Church’s reputation for transparency takes a hit

In the end, it will probably amount to a small black mark on the church’s reputation for transparency.

Management at General Synod, the Anglican Church of Canada’s national office in Toronto, last summer commissioned a report on the state of the Anglican Book Centre, the church’s retail and publishing arm. Concerned by a couple of years of deep financial losses, management hoped the report would recommend a way forward for ABC’s operations.

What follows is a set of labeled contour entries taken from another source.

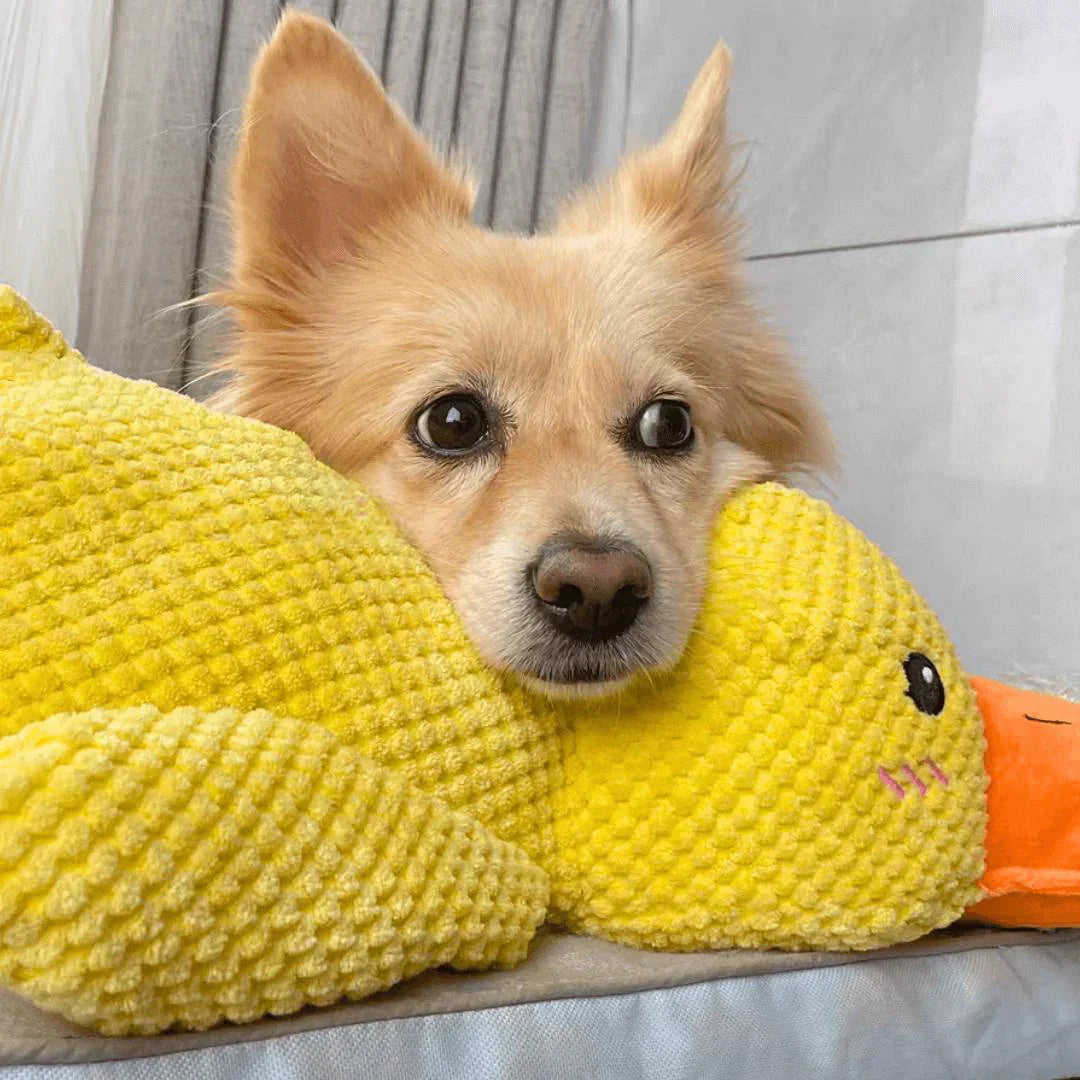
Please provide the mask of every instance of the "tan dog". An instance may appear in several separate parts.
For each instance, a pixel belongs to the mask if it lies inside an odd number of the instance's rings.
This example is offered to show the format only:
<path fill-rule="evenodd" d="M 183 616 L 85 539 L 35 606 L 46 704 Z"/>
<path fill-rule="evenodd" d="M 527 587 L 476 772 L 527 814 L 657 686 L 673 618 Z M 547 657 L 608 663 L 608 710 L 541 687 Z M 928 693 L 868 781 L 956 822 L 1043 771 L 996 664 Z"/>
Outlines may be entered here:
<path fill-rule="evenodd" d="M 719 502 L 828 460 L 740 274 L 729 68 L 542 237 L 472 224 L 326 23 L 286 14 L 254 71 L 218 404 L 386 500 L 481 652 L 550 693 L 677 660 Z"/>

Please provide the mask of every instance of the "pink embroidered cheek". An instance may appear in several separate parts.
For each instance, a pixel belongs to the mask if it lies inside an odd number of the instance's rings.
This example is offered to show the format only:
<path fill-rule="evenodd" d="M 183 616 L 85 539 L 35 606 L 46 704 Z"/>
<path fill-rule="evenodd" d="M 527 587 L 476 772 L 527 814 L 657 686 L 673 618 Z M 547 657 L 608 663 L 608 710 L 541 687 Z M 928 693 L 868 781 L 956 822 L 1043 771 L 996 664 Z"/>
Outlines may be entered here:
<path fill-rule="evenodd" d="M 932 757 L 924 757 L 919 764 L 924 765 L 930 770 L 929 780 L 924 780 L 920 777 L 907 761 L 905 761 L 897 770 L 900 779 L 894 777 L 883 765 L 879 765 L 878 780 L 880 780 L 881 783 L 885 784 L 885 786 L 888 787 L 897 799 L 902 799 L 905 795 L 907 795 L 907 788 L 904 786 L 905 784 L 910 785 L 910 787 L 918 793 L 919 798 L 926 798 L 927 792 L 930 789 L 930 784 L 935 780 L 942 785 L 942 787 L 948 787 L 948 777 Z"/>

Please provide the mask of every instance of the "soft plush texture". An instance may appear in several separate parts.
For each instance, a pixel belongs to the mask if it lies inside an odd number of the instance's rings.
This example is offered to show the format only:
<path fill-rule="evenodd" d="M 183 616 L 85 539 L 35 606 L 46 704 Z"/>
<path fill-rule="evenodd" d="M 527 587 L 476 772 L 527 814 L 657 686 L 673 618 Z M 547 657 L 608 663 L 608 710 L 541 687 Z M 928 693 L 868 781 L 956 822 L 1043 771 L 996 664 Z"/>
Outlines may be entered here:
<path fill-rule="evenodd" d="M 987 895 L 970 915 L 1080 926 L 1080 704 L 973 678 L 986 727 Z"/>
<path fill-rule="evenodd" d="M 943 708 L 909 694 L 932 659 Z M 775 485 L 677 667 L 555 708 L 295 436 L 0 292 L 0 980 L 105 1031 L 634 945 L 869 948 L 981 895 L 983 727 L 895 566 Z"/>

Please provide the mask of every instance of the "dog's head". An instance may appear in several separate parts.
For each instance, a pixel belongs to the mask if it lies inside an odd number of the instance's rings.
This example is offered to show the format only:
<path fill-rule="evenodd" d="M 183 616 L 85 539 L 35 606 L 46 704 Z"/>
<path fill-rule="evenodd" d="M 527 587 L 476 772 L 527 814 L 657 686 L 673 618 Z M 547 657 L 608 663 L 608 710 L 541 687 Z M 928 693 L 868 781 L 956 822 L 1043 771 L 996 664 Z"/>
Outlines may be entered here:
<path fill-rule="evenodd" d="M 719 501 L 827 457 L 740 276 L 728 72 L 721 45 L 663 141 L 515 237 L 327 24 L 286 15 L 255 69 L 219 404 L 386 500 L 482 653 L 549 692 L 674 662 Z"/>

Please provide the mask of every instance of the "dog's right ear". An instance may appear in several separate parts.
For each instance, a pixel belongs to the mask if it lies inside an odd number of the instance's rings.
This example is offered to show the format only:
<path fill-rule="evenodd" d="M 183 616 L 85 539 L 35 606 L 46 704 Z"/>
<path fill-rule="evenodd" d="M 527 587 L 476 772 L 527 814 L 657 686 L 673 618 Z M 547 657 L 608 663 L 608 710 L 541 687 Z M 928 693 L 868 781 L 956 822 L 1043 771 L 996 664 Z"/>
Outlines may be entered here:
<path fill-rule="evenodd" d="M 473 191 L 328 23 L 287 11 L 252 75 L 232 173 L 233 287 L 302 295 L 400 214 L 468 219 Z"/>

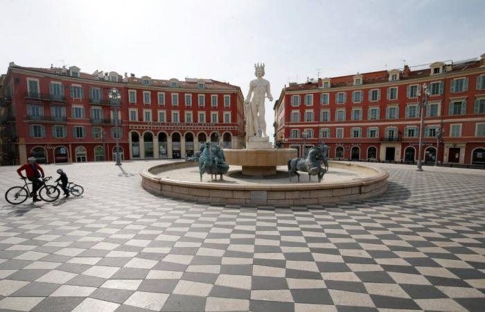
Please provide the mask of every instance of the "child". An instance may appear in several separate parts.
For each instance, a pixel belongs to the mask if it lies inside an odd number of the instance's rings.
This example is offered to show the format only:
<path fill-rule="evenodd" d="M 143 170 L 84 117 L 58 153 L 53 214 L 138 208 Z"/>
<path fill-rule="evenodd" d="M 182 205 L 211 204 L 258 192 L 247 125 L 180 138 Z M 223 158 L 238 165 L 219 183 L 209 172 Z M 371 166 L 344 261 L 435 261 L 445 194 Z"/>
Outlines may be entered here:
<path fill-rule="evenodd" d="M 68 180 L 66 173 L 64 172 L 62 169 L 58 169 L 55 172 L 57 172 L 60 175 L 60 177 L 58 178 L 58 180 L 55 180 L 55 182 L 58 182 L 60 180 L 61 180 L 61 188 L 62 189 L 62 191 L 64 191 L 64 196 L 65 197 L 69 197 L 69 192 L 67 191 Z"/>

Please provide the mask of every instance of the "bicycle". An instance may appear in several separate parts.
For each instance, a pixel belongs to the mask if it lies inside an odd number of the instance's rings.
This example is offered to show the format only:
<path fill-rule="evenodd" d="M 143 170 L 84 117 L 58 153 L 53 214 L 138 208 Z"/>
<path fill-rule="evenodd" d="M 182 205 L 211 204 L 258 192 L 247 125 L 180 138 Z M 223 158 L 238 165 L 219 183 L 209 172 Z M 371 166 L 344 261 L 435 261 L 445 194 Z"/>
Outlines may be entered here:
<path fill-rule="evenodd" d="M 61 188 L 60 185 L 61 183 L 59 182 L 58 182 L 57 184 L 55 184 L 55 187 L 60 191 L 62 191 L 62 189 Z M 68 182 L 67 186 L 66 187 L 67 189 L 67 191 L 71 193 L 71 194 L 73 196 L 80 196 L 85 192 L 85 189 L 82 187 L 81 187 L 79 184 L 76 184 L 73 182 Z"/>
<path fill-rule="evenodd" d="M 52 177 L 46 177 L 42 178 L 42 186 L 39 188 L 37 193 L 40 198 L 45 202 L 53 202 L 59 198 L 60 192 L 59 189 L 52 185 L 46 184 L 46 182 L 52 179 Z M 6 192 L 5 192 L 5 200 L 12 205 L 19 205 L 25 202 L 27 198 L 32 196 L 29 190 L 29 185 L 32 183 L 27 183 L 27 179 L 21 177 L 20 180 L 24 180 L 25 185 L 23 187 L 13 187 Z"/>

The resulting report – kept private by management team but later obtained by the Anglican Journal – describes a “first-class operation … the measuring stick for other players” in the denominational or Christian bookstore field. But it also describes a troubled business. The report identifies management problems, accounting fees from the national church that are too high and a flawed dual reporting structure (ABC managers report to two different directors). It called for the creation of a director of ABC who is at the same level as management team, someone who is involved in ABC’s day-to-day operations. It also recommended scaling back the publishing arm to fewer titles each year.

More of the recommendations of the report are detailed in the news story on p. 2.

The church elected not to release the report. They say the document was a report to management team, commissioned by them, for them. Management says the report was only one “piece of the puzzle” that helped them reach their decision to lay off staff and make dramatic changes to the day-to-day operations of the business. Finally, they said that the consultant’s contract included a privacy clause that prevents them from releasing it, and the report would likely have been written in a different way if it had been intended for the public.

Why should you care? Well, for one, if you regularly drop an envelope in the basket each Sunday, you helped pay for that report. How much? Management will not say, calling it only “a nominal sum.” Also, the report was part of the deliberations that led to the bookstore’s hours being slashed and the layoffs in September of six staff who worked in the store and in its shipping department.

ABC staff – both in the store and its shipping department – argue that they are on the front line with Anglicans every day; they are the face of the church’s national office and the public face of the Anglican church to the non-Anglican world. They deal with the seekers, with the altar guilds, with the clergy and choir directors needing prayer books and worship materials, with the proud parents of postulants who want to buy a stole for their daughter’s ordination, with the Sunday school teachers and new parents wanting decent religious books and educational materials.

ABC has had a bullseye on its back for two years now. Once a cash cow for the church – in years past, it used to cut an annual cheque to General Synod from its profits – it is the victim of changes in the publishing world brought on by mega-stores and online businesses like Amazon and Indigo/Chapters. Additionally, sales have dropped for staples like Common Praise, the church’s 1998 hymn book, because most parishes which would buy it have already done so; the store also took a hit from a disastrous, oft-delayed building move in 2004, which was preceded by a liquidation sale.

The bookstore’s parent organization, the Anglican Church of Canada, is in trouble – two and a half years of paying into the Residential Schools Settlement Fund has left dioceses tapped. The national office has been slowly hemorrhaging funds because its main source of income – proportional giving and contributions from dioceses – has been slowly dwindling. Once dioceses’ commitments to the settlement fund are paid in full, things may well improve.

As the church muddles through this crisis, though, it will be asking itself how things might be done differently. Those questions often lead to the desire to bring in consultants – outsiders who can cast an objective eye over the day-to-day operations that might escape those in the midst of it all. They will most assuredly get some good advice, and some, well, not-so-helpful counsel. That is what consultants can do for an organization. An organization without a vision might, however, keep casting about for answers, throwing good money after bad until one tells them what they suspected all along. The temptation might arise to keep this information secret, but that would be a mistake.

The church did not have to follow the ABC report’s recommendations to a T. It could have, and probably did, take to heart some of his suggestions as well as ideas from ABC staff. Then again, the church could have ignored it altogether; prior to General Synod 2004, the church asked a consultant to poll Canadian Anglicans about whether the church should vote on the matter of same-sex blessings at the 2004 meeting or wait until 2007. The consultants issued a report indicating that many Anglicans wanted more time to discuss the issue and that a decision should be postponed until General Synod 2007. The national faith, worship and ministry committee, however, disagreed and elected to put it to the members of General Synod 2004. That report, however, was made public.

It is one thing to spend money on a report, then reject its recommendations after careful consideration and debate. It is quite another to use the church’s money to hire a consultant whose report will not be shared with the staff who were consulted or the church that paid for it.

At a long-ago meeting of primates in 1989, the primate of Central Africa, told then-Canadian primate Archbishop Michael Peers, “What we respect most in the Canadian church is your transparency; you are the most transparent province of the Communion.”